New York Couple Claims Zillow's Climate Risk Data Damaged Home Sale

Oct 13, 2025 at 7:22 PM

A recent legal dispute has brought to the forefront the contentious issue of climate risk data in the real estate market. A New York couple, Andrew and Eri Uerkwitz from Chappaqua, has initiated legal action against Zillow and First Street Technology, claiming that inaccurate flood risk information displayed on their home listing severely impacted its sale. This case underscores a growing concern among homeowners and industry professionals regarding the potential for such data to misrepresent properties and cause financial detriment.

The Uerkwitzes put their Chappaqua residence, a 2,313-square-foot home with three bedrooms and four bathrooms, on the market for $1.15 million in April 2025. They had purchased the property in June 2022 for $1.1 million. Despite the local median time on market being just seven days, their home languished for months. The couple reported accepting two offers that were subsequently withdrawn, with prospective buyers citing the property's \"extreme\" flood risk rating of 9/10 on Zillow, powered by First Street Technology data, as the reason for their withdrawal. Other interested parties also reportedly shied away due to this flood risk assessment.

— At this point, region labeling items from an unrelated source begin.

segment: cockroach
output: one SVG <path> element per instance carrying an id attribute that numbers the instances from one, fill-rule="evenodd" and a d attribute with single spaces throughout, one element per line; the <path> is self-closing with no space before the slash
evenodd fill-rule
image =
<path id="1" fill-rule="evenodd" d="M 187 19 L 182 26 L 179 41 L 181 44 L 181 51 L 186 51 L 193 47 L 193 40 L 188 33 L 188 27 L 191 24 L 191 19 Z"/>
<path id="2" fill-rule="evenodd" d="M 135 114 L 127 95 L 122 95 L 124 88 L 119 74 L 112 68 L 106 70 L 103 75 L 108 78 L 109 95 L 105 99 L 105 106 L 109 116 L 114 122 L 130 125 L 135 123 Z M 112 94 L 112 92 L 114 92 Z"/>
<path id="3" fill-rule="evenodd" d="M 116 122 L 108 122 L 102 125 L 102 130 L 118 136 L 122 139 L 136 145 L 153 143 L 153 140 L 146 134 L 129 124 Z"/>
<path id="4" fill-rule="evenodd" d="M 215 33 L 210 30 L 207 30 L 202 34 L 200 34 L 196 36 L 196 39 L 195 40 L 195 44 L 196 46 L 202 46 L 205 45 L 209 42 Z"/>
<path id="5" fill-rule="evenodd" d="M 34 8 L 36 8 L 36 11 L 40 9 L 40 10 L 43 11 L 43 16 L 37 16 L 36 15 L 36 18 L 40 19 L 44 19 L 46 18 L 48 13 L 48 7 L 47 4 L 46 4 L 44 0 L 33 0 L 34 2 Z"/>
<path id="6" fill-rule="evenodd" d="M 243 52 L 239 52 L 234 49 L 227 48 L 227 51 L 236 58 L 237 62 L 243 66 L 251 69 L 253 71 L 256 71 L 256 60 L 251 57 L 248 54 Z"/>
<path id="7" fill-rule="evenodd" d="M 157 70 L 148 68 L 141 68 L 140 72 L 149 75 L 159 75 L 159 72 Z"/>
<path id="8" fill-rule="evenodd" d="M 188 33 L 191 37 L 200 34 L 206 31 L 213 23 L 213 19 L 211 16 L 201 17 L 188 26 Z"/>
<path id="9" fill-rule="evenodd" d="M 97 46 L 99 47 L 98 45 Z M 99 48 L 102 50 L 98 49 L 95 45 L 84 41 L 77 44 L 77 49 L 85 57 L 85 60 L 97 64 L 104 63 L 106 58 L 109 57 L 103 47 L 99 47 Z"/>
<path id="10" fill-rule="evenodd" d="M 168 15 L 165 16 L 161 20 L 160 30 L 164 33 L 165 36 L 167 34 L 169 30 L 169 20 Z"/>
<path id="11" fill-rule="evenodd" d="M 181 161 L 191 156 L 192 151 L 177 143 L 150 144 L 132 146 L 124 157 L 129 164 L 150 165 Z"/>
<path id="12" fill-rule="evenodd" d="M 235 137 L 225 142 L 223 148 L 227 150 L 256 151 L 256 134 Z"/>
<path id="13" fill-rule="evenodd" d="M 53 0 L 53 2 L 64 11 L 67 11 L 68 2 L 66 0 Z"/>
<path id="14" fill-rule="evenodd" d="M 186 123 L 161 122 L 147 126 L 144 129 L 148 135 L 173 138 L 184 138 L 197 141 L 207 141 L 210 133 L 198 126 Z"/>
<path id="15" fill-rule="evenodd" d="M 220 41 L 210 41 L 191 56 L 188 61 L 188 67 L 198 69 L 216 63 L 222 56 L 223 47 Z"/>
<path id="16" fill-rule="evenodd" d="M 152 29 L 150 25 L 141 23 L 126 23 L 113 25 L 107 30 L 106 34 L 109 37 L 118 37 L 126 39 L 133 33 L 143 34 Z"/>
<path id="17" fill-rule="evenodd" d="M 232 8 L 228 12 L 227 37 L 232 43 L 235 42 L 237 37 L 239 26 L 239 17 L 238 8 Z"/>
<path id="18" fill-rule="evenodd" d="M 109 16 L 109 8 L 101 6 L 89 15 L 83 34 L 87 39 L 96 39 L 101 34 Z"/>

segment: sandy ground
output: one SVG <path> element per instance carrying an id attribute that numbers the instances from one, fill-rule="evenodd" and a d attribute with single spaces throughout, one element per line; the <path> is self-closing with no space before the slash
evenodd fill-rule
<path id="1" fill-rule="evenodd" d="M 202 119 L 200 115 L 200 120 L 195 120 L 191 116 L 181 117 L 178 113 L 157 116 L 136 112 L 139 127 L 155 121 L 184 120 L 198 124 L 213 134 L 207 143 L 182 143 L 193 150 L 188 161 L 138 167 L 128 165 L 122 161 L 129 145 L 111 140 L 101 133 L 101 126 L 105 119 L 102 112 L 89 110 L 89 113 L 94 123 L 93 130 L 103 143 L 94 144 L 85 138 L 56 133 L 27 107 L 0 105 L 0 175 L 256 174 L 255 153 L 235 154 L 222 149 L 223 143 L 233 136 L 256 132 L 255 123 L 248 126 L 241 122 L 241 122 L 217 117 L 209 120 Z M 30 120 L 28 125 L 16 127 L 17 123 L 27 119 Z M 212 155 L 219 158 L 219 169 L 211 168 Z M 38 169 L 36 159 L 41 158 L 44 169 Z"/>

First Street Technology began its partnership with Zillow to provide climate risk data in September 2024. The Uerkwitzes' lawsuit, filed in mid-June, contends that the 9/10 flood risk rating inaccurately \"stigmatized\" their property as virtually unsellable at its true market value. They are seeking $500,000 in damages. Their complaint highlights that their property is not within a FEMA flood zone, has no history of flooding, does not necessitate flood insurance, and possesses physical features that should preclude a credible flood risk. Despite these claims, the home eventually sold for $999,000 in mid-August, resulting in a $100,000 loss for the couple.

The controversy extends beyond just flood risk. Zillow's platform provides climate risk ratings for various factors, including fire, wind, heat, and air pollution, each scored out of ten. While buyers can see the numerical rating on Zillow, detailed reports are accessible only through a paid subscription to First Street. For the Uerkwitzes' property, a 9/10 flood risk rating implied an 18% chance of one inch of flooding in the current year, a 96% chance in 15 years, and a 99% chance in 30 years. The lawsuit directly disputes the factual accuracy of this assessment.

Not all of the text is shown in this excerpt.